India's weight on the MSCI Global Standard index, which measures developing market companies, has soared to a new high, indicating that the country's equity markets will see inflows of almost $3 billion. India has reduced the gap with China on the benchmark MSCI index. While China's weight in the index would decline to 20.2% from 25%, India's weight will grow to 19.8% from 19.2. The modifications to index weights will take effect after the markets close on August 30. India's weight is anticipated to reach beyond 20% by the end of November.
According to Abhilash Pagaria, head of Nuvama Alternative and Quantitative Research, this will result in an inflow of $2.7 billion to $3 billion into India.
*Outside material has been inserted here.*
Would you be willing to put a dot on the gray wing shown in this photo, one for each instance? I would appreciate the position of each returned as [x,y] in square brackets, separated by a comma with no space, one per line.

HDFC Bank, India's largest private lender and the heaviest stock on the benchmark NSE Nifty 50, would see its weightage grow, potentially generating $1.8 billion in inflows, according to Pagaria.
"Given the current pace and momentum in domestic equities, India could potentially cross 22 percent weightage by year-end" on the MSCI index, Pagaria stated.
Bharti Airtel, Coal India, and Mphasis are among the businesses whose weightage on the index will be increased, while Maruti Suzuki India, LTIMindtree, Ambuja Cements, Adani Enterprises, Yes Bank, and SRF will be reduced.
Bandhan Bank will not be included in the MSCI Emerging Markets index; instead, Dixon Technologies, Vodafone Idea, Oil India, Zydus Lifesciences, Rail Vikas Nigam, Prestige Estates Project, and Oracle Financial Services will be included.
The MSCI India Small-cap index will see the addition of around 25 companies. Inflows of between $3 and $26 million are anticipated, according to Nuvama.